En seconde, il y avait un élève qui s'appelait
Christophe. Il prenait tout le temps des grandes tapes sur le dos, la
tête, et il ne disait rien. Les professeurs ne voyaient rien. Il se
trouve que sa mère était représentante des parents au conseil de classe,
moi, j'étais déléguée. Quand le cas de Christophe a été examiné au
conseil du second trimestre, j'ai eu l'impression que tout le monde
baissait la tête, faisait les autruches. Sa mère a dit qu'il ne voulait
plus venir en cours, qu'il se refermait sur lui même.
Moi, j'ai fini par prendre la parole et j'ai
dit qu'il y avait un élève, Cédric, qui tapait Christophe. J'ai dit
aussi qu'il y avait un groupe qui s'était formé autour de Cédric et
qu'ils en faisaient voir de toutes les couleurs à Christophe. Les
professeurs ne m'ont pas trop crue. Le prof de maths a dit: "Ca
m'étonnerait, Cédric n'est pas comme ça, c'est un bon élève". Sous
prétexte que Cédric était très bon en mathématiques et que moi j'étais
nulle, ce prof était convaincu que je disais des bêtises. Ça fait mal
à entendre. On voit des choses et on ne nous croit pas.

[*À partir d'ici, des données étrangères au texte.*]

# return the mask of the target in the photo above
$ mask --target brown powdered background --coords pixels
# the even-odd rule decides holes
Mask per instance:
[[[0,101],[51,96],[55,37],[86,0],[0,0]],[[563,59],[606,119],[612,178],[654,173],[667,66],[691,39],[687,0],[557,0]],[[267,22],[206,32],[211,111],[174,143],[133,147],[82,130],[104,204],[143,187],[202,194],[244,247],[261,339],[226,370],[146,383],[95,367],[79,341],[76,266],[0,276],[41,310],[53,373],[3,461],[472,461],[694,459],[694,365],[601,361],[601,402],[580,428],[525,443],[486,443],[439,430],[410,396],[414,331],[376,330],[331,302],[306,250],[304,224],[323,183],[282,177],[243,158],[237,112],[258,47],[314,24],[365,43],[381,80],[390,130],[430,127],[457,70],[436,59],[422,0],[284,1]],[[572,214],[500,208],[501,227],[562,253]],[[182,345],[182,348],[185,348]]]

Cédric avait un double visage, devant certains
profs, ceux qui avaient de l'autorité, il était charmant, avec les
autres, c'était très différent. Ces élèves savent très bien à qui ils
ont affaire, avec les profs comme avec les élèves. Ils savent à qui ils
peuvent s'attaquer.
Le proviseur m'a convoquée à l'issue du
conseil de classe, il m'a écoutée, il m'a crue. Il a aussi convoqué
Cédric et il l'a sanctionné, une exclusion d'une journée, je crois. Je
pense que le proviseur a compris ce qui se passait, qu'il y avait dans
le conseil deux clans: d'un côté avec moi, la mère qui connaissait la
situation de son fils et qui était soulagée que je prenne la parole pour
dire ce qui se passait en classe et l'autre, les professeurs qui ne
voulaient pas trop y croire.
Mais il me semble que certains étaient tout de
même au courant. Certains professeurs n'avaient pas beaucoup d'autorité
et en cours c'était un peu le bazard. Là Cédric s'en donnait à coeur
joie, il tapait Christophe devant tout le monde. Le prof voyait très
bien ce qui se passait.
Après que l'élève a été sanctionné, ça a
continué, de façon moins voyante mais ça a continué tout au long de
l'année. Je pense même que Cédric a voulu se venger après son
exclusion. Il n'a pas su qui l'avait dénoncé. Moi, j'avais un peu peur,
j'ai demandé au proviseur qu'il ne mentionne pas mon nom. Cédric a dû
penser que c'était Christophe ou sa mère qui avaient été se plaindre.
Après la seconde, on s'est retrouvé tous dans
d'autres classes. Christophe a redoublé et Cédric est passé en première
S. Je crois qu'aujourd'hui Christophe va mieux, il semble plus ouvert,
enfin, je ne peux pas dire que c'est quelqu'un de très épanoui, mais il
semble aller mieux. Mais à l'époque où j'étais en classe avec lui, ce
devait être insupportable, passer toute une année à se ramasser des
insultes, à se faire moquer de lui et des fois à se faire taper.